Earlier this year, Indian built the one-off, Scout-inspired Appaloosa to mark the occasion, and to race. That one, sadly and obviously, will not be produced for the masses. Thankfully, Indian recently announced two bikes it will be producing (and selling) for the centennial: the Scout 100th Anniversary and the Scout Bobber Twenty.
“100 years is an incredibly special milestone, and it made perfect sense to honor Scout’s history and legacy with these two heritage-inspired 2020 models,” said Reid Wilson, Vice President for Indian Motorcycle, in a press release. Even more special is the fact that we still have the Scout around at all today. The original Scout was only made between 1920 and 1946, and the original company went kaput in the ‘50s. After being passed around between various entities, the brand ended up under Polaris, and the Minnesota company has done right by the legend with these two releases.
You’ll instantly recognize the official 100th Anniversary model, done up in Indian Motorcycle Red and Anniversary Gold trim. Less obvious style cues taken from the original include a floating leather solo saddle and wire wheels. As for power, you’ll find the same 100-horsepower V-twin engine on the less expensive stock Scout, but as Indian notes, it’s enough “power to pass anyone, anywhere.” Plus, only 750 of these special-edition models will be made.

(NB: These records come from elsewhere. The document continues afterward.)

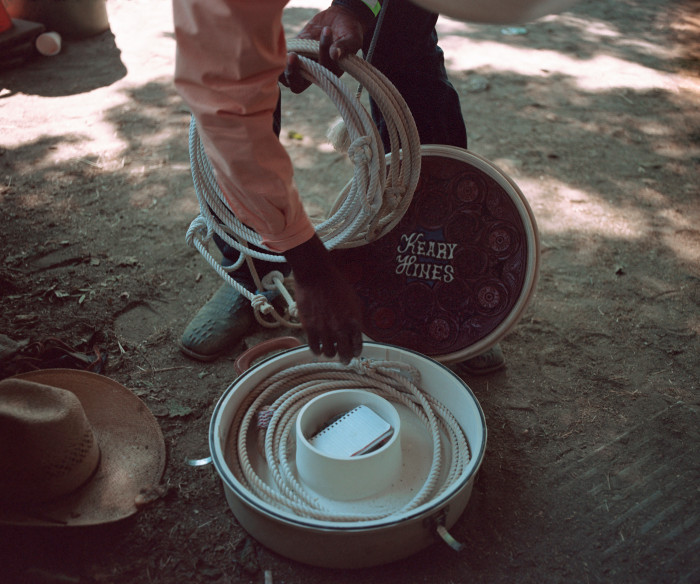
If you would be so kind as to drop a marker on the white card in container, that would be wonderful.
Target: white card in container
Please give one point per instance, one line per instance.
(357, 432)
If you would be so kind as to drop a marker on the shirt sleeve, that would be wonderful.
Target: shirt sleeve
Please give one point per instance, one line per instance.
(230, 54)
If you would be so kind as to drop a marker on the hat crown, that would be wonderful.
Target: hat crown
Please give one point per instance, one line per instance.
(47, 446)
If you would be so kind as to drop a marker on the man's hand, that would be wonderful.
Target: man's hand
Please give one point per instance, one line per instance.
(339, 33)
(329, 309)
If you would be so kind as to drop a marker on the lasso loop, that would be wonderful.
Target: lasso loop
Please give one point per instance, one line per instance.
(369, 206)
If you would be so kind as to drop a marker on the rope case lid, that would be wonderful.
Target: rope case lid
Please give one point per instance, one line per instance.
(457, 272)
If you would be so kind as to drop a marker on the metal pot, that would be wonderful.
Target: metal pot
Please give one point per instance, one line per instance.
(361, 543)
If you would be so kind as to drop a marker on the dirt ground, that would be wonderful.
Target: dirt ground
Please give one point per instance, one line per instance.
(591, 472)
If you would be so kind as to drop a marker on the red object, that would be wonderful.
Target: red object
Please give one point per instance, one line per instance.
(5, 20)
(456, 272)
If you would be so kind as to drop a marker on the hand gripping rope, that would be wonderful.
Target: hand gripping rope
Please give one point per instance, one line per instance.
(369, 206)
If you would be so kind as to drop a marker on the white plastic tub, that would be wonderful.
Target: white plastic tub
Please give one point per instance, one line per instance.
(360, 543)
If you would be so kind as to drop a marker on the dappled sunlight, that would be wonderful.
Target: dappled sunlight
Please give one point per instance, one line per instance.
(563, 209)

If you can appreciate the history of the Scout, but need something you won’t feel bad about beating up, the Bobber Twenty model takes the heritage less literally. You get the same floating saddle and 69-cubic-inch engine, but the fenders are shortened, the ape-hanger handlebars are higher and the ABS brakes can be eschewed in favor of a lower price.
Of course, this is how the two models come straight from the factory. If you want to really honor the history of the Scout, and its most famous rider, you’ll have to add some customization of your own. Not that we can officially endorse that kind of thing.